People often ask how I went from transportation modeling to building AI agents. On the surface, these seem like completely different fields. But the deeper I get into AI, the more I realize that my years of modeling complex systems were the perfect preparation.

Modeling Millions of Decisions

At RSG, I built activity-based travel demand models – large-scale simulations that predict how entire metropolitan populations move through their day. These models don’t just forecast traffic volumes. They simulate individual decision-makers: when they leave home, where they go, what mode they choose, which route they take.

The core of this work is discrete choice modeling. You define a choice set (drive, bus, bike, walk), estimate a utility function for each option based on observable factors (travel time, cost, convenience), and add a stochastic error term because people are unpredictable. Then you simulate millions of these decisions and watch the system-level patterns emerge.

The Connection to AI Agents

Here’s what surprised me: building AI agents involves remarkably similar thinking.

Choice architecture. In travel models, you carefully define what options are available to each person based on their context. In agent design, you define what tools and actions are available at each step. Getting this right is critical – too many options and the agent flounders, too few and it can’t solve the problem.

Sequential decisions. Travel models simulate chains of decisions: first where to go, then when, then how. Each choice constrains the next. Agents work the same way – each action changes the state of the world, and the next decision depends on what happened before.

Handling uncertainty. In travel modeling, you never have perfect information about why someone chose to drive instead of taking the bus. You model it probabilistically. Agents face the same challenge – LLM outputs are stochastic, API calls can fail, and the environment changes unpredictably. Building robust systems means designing for uncertainty, not pretending it doesn’t exist.

Calibration and validation. Travel models are calibrated against observed data – actual traffic counts, survey responses, transit ridership. You can’t just build a model and assume it works.

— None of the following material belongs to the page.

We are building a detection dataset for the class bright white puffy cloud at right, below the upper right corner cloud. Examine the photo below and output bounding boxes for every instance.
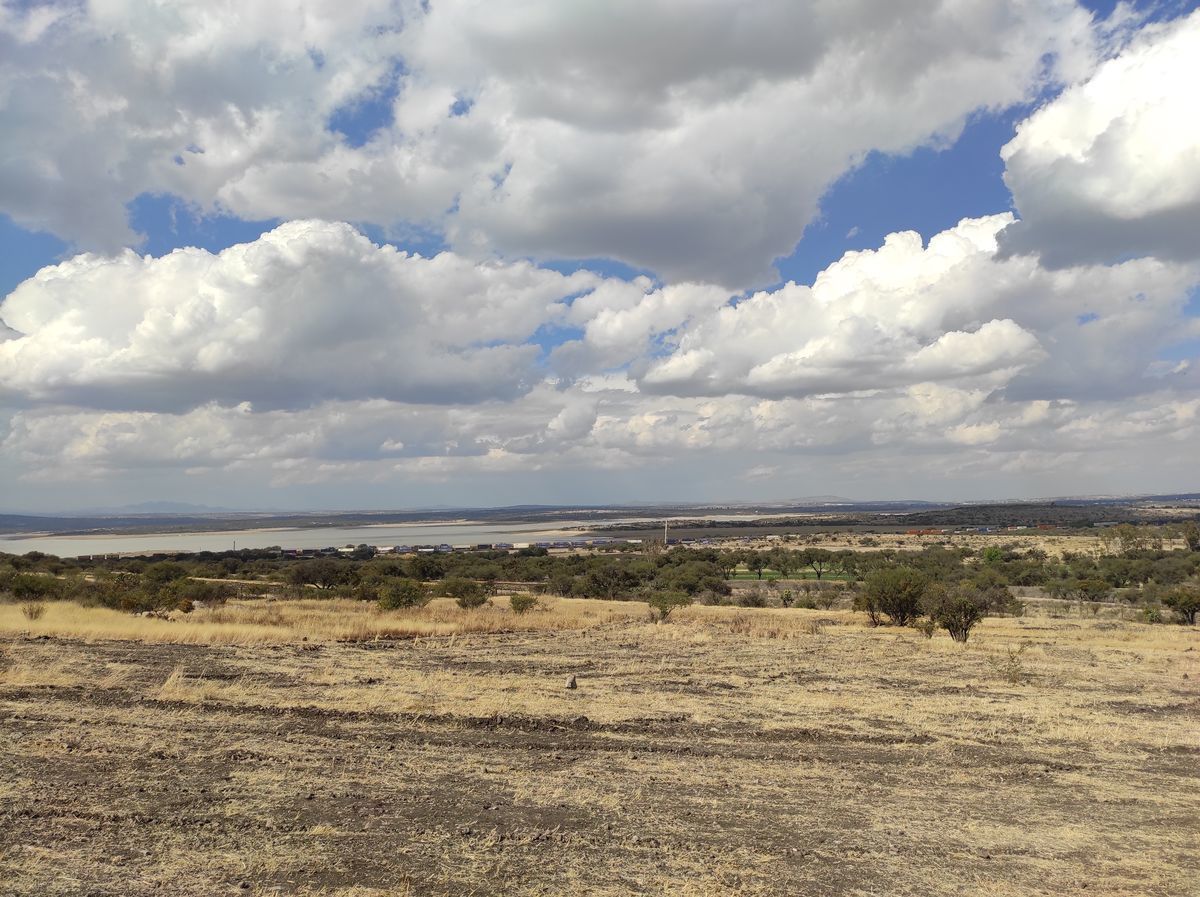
[635,215,1198,399]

Agents need the same rigor: systematic evaluation against ground truth, not just vibes-based testing.

What Modeling Taught Me That AI Needs More Of

The transportation modeling community has decades of experience with a problem that AI is just starting to grapple with: how do you validate a complex system that makes thousands of interdependent decisions?

In travel modeling, we learned the hard way that a model can match aggregate statistics perfectly while being completely wrong at the individual level. The same risk exists with agents. An agent might complete a benchmark task correctly while using a fragile strategy that falls apart with slight variations.

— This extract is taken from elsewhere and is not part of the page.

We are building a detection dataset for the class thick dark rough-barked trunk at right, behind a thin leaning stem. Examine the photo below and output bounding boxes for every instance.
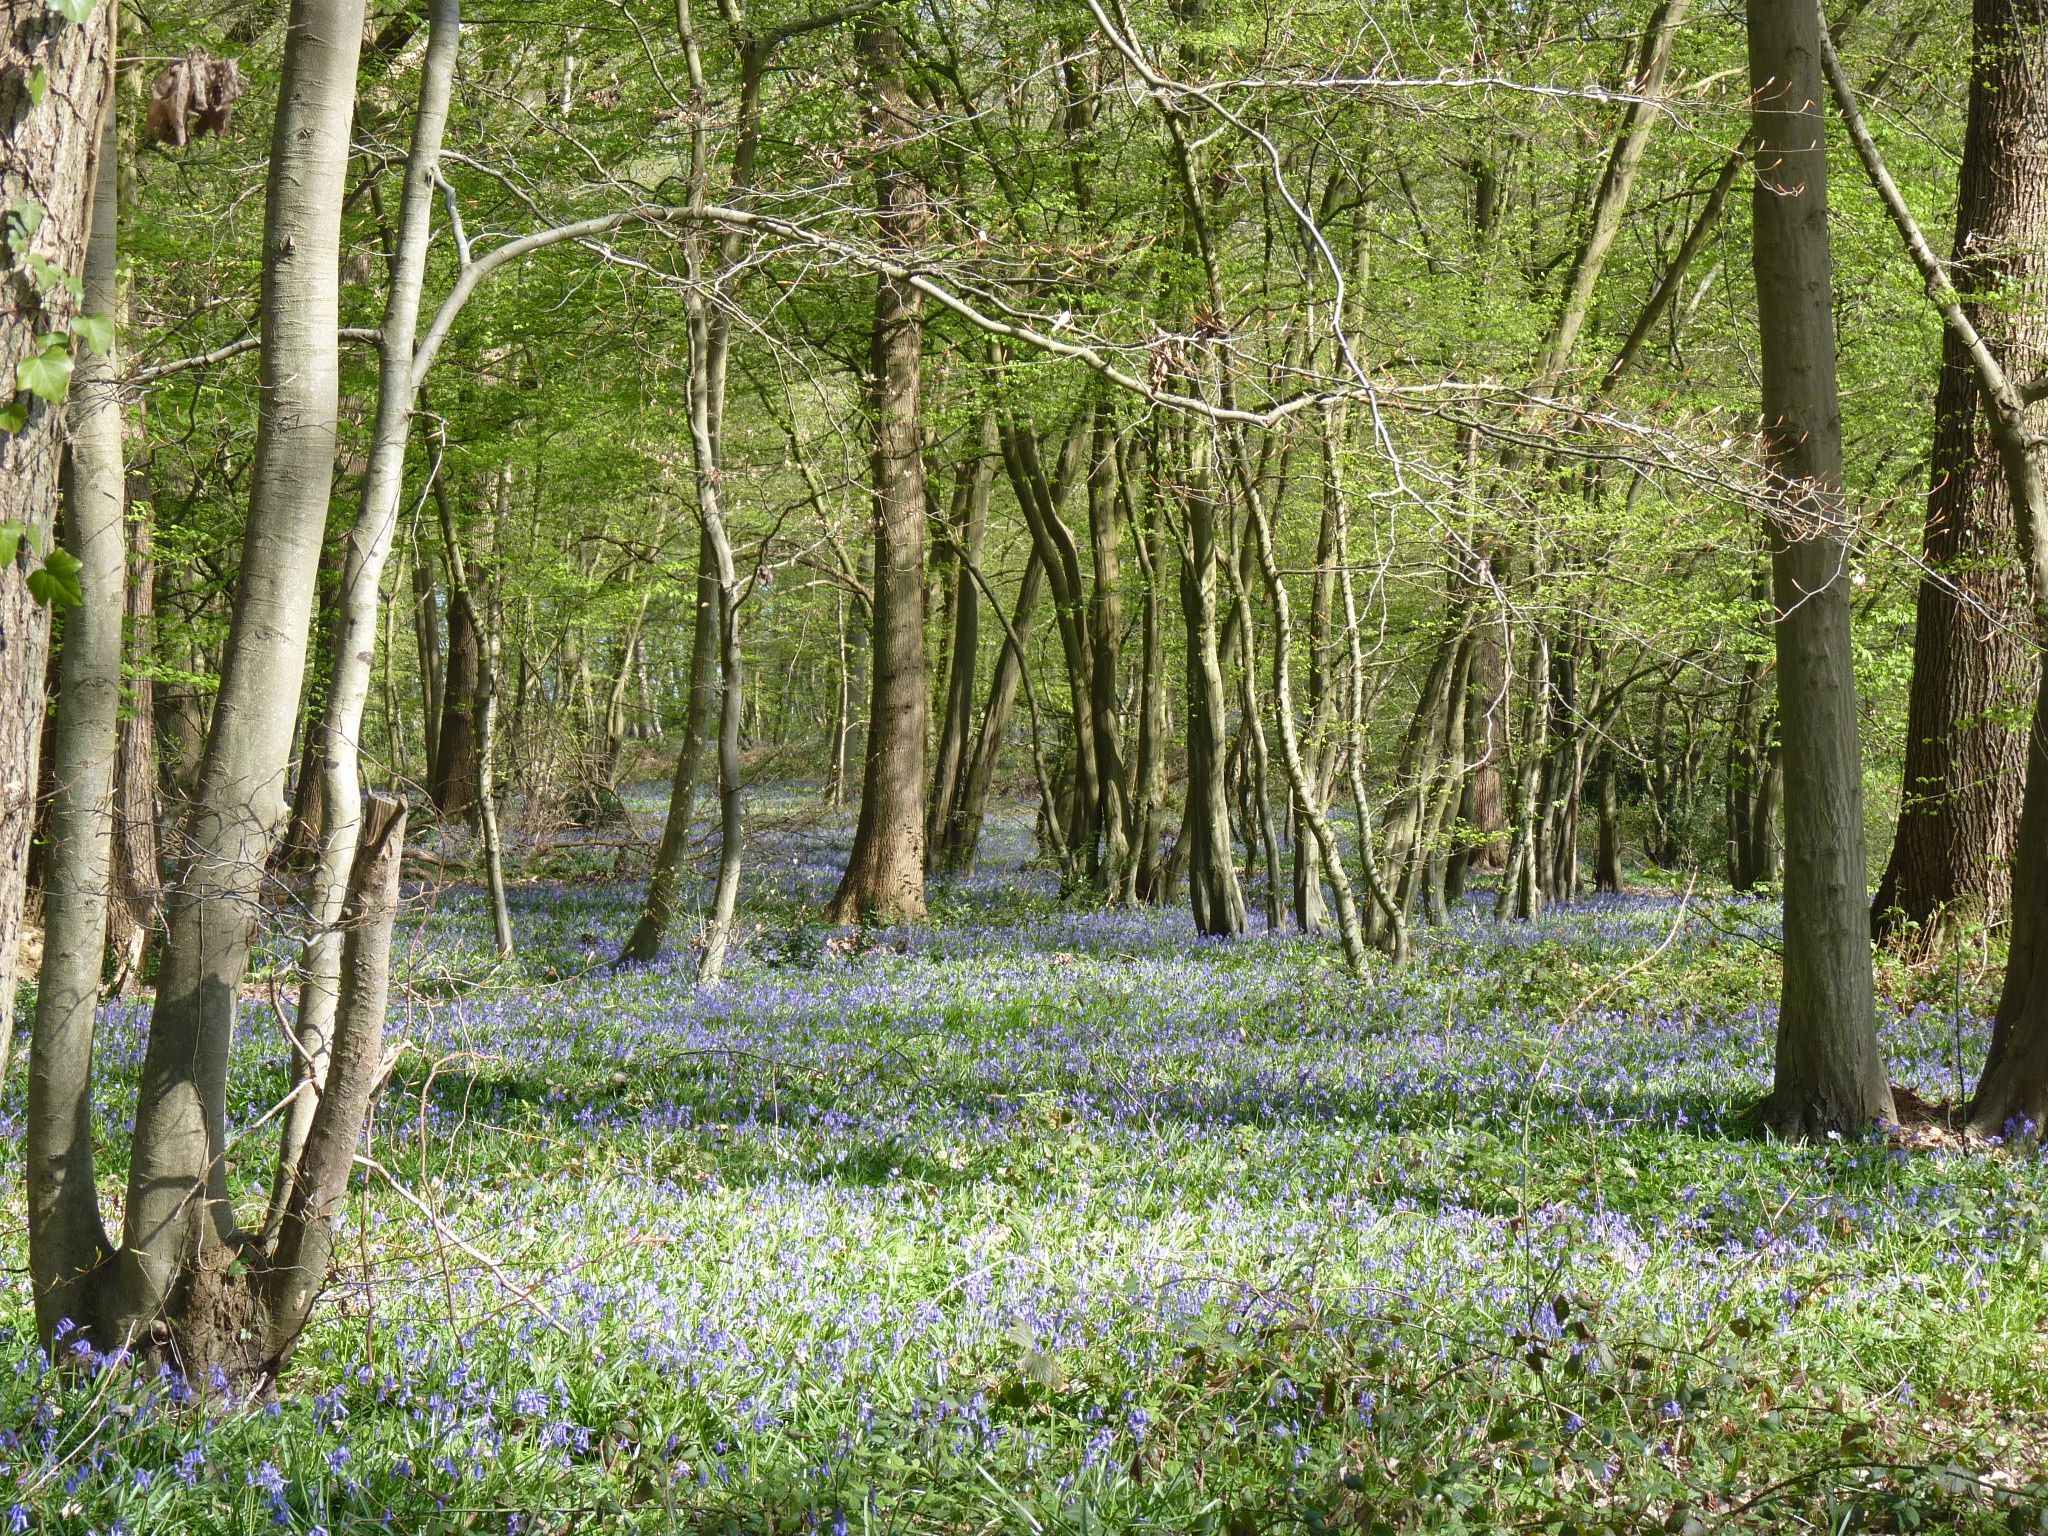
[1870,0,2048,952]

The discipline of systematic validation – testing at multiple levels, checking for the right reasons not just right answers, and being honest about what your system can’t do – is something I carry directly from modeling into my AI work.

A Non-Linear Path

My career path from IIT Guwahati to UConn to transportation consulting to serial entrepreneurship to AI agents is anything but linear. But I’ve come to see that as a strength. Each phase built intuitions that the others couldn’t have.

The modeling years gave me mathematical rigor and systems thinking. The startup years gave me product sense and bias toward shipping. And now, building AI agents, I get to combine both: rigorous thinking about complex systems, applied to products that actually solve problems.

The best AI work I’ve seen comes from people who bring deep domain expertise from outside AI. The field needs more of that cross-pollination.